Yıllar boyu bürokrasiden yakındık durduk. AK Parti, iktidara geldiğinde bürokrasiyi minimuma indirileceğini vaat etti. Bu konuda önemli bir yol da kat edildi. Ta ki Cumhurbaşkanlığı hükümet sistemine kadar! Yeni sistemle birlikte “bürokrasi” yeniden hortladığını düşünenlerdenim!

İzmir Büyükşehir Belediyesi’ni bir dönem yakından takip ettiğim için eski Başkan Aziz Kocaoğlu döneminde belediyeyi etkisi altına alan katı bürokrasiyi iyi bilirim. Özellikle Büyükşehir’e yönelik yapılan kumpas operasyonundan sonra bürokrasi aldı başına gitti. Belediyede “yokuş” dönemi başladı! Bu yokuş döneminde bir travmanın sonucuydu. Bu konuda herkes aklandı. Kötü günler geride kaldı.

8 Nisan 2019’dan itibaren yani Tunç Soyer’in Büyükşehir Belediye başkanı olmasının ardından bürokrasinin azalacağını düşünüyordum. Ancak öyle olmadığını geçtiğimiz günlerde gördük.

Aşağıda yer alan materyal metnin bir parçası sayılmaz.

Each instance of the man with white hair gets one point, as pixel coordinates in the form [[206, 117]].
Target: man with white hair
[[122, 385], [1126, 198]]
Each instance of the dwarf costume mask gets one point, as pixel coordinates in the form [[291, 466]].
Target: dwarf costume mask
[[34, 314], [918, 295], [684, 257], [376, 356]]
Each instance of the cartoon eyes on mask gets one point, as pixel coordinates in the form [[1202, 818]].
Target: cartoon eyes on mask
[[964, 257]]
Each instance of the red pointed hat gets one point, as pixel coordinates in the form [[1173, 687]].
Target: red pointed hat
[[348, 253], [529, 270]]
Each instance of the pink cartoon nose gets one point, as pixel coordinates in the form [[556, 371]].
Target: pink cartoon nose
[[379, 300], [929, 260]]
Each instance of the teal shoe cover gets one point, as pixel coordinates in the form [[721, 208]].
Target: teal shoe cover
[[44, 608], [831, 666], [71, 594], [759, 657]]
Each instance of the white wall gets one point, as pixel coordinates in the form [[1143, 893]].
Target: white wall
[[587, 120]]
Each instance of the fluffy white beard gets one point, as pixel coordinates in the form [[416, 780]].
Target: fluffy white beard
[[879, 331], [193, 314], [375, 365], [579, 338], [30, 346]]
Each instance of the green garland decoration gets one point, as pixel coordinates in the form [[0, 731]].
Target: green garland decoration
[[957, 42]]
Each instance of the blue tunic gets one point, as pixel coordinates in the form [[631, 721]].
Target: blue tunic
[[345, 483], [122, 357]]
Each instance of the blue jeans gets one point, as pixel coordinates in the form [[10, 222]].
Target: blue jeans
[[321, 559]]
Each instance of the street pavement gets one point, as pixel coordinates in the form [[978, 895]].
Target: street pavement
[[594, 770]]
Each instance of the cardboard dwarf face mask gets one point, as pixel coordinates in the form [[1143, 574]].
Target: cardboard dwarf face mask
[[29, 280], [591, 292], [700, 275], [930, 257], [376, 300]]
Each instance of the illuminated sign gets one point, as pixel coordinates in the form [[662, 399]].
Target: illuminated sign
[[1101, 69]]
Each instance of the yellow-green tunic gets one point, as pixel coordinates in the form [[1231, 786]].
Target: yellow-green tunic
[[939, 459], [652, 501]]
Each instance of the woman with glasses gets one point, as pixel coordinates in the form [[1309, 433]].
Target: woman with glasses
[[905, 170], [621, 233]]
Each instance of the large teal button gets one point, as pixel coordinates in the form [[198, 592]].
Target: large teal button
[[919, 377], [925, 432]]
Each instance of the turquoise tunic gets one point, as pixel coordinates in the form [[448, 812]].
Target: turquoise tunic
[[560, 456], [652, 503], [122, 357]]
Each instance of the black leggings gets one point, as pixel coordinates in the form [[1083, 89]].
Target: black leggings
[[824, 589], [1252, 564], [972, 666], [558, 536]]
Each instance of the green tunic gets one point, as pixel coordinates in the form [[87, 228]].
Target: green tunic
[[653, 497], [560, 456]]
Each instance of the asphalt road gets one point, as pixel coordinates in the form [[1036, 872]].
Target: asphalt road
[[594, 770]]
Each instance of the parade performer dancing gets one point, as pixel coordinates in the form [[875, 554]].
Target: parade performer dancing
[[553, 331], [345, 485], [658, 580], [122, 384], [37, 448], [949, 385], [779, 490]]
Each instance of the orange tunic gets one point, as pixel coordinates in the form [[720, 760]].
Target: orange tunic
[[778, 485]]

Çiğli Belediyesi, hayatını kaybeden Türkiye Erozyonla Mücadele, Ağaçlandırma ve Doğal Varlıkları Koruma Vakfı Onursal Başkanı Hayrettin Karaca’nın adını Ataşehir’de bir parka verdi. Parkın açılışı gerçekleşti. Ancak Büyükşehir Belediyesi ilçe belediyesinin meclisten oy birliği geçirerek gönderdiği alana ilişkin imar düzenlemesini kabul etmedi. Çok fazla “teknik” detaya girmiyorum.

Buradaki “veto” İmar Komisyonun başında yer alan CHP’li Ufuk Yörük’ün belediye bürokrasine teslim olmuş izlenimini verdi bana! Konuyu hemen araştırmaya başladım.

CHP grup toplantısında Çiğli Belediye Başkanı Utku Gümrükçü, bu konuda Yörük’e sert tepki gösterdiğini öğrendim. Gümrükçü’nün Yörük’e, “Başka bir partinin temsilcisi gibi konuşuyorsun” sözü grup toplantısında büyük destek görmüş!

İmar Komisyonu başkanlığı, üyeliği zor iştir. Buradaki isimler eleştirilerin hedefi olur. Yıllardır bu böyledir. Ancak küçük bir araştırmayla komisyon başkanı Yörük’ün belediye bürokrasine “teslim” olduğunu aktardılar!

Yıllar boyu eleştirdiğimiz, son bir yıldır kaybolduğunu düşündüğümüz  İzmir Büyükşehir Belediye eski Başkanı Aziz Kocaoğlu döneminde yer alan bürokrasi canavarı aylardır varlığını sürdürüyormuş da bizim haberimiz yokmuş! Çiğli olayında bu “hortlamayı” görmüş oldum.  

Bu arada komisyondan, planlamadaki bürokratlardan “yasayı yok sayan” kararlar almasını beklemiyoruz!  Ancak “katı” tavır ve davranışların kimseye yarar getirmediği de bir gerçek.  

İzmir Büyükşehir Belediye Başkanı Tunç Soyer’e burada büyük bir görev ve sorumluluk düşüyor. Tunç Başkan “Bürokrasi”ye karşı bir hamle yapması şart!  

Daha önce Ödemiş ve Selçuk Belediye Başkanları Çiğli’de yaşanan “sıkıntının” benzerini yaşamış. Bu durum da hem parti içiresinde hem de belediye başkanları arasında artık “rahatsızlık” boyutuna ulaştığını söyleyebilirim.

Bir parantez de İmar ve Şehircilik Daire Başkanı Zeliha Demirel için açayım. Belediye içerisindeki kaynaklarım, özellikle CHP içindeki isimler Demirel’in katı tutumunda bahsetti. AK Partilileri dinlemeye fırsatım olmadı!

Büyükşehir’de şöyle efsane bir söz dolaşıyormuş: “Zeliha Demirel’in tamam demediği şey komisyondan geçmez!”

Anlatılanlardan Zeliha Hanım’ın belediyedeki bürokrasinin ana omurgasını oluşturduğu fikri oluştu!

Her şeye “hayır” diyen bir bakış açısının doğru olmadığı aşikar! Bu; iş yapmanın önündeki en büyük engel!

Az önce ifade ettim. Bir kez daha söylemekte fayda. İş yapmak için gece gündüz demeden çalışan Tunç Soyer’in önündeki en büyük engel belediyenin birçok noktasındaki bürokrasi! Bununla ilgili başkanın bir çözüm üretmesi gerekiyor.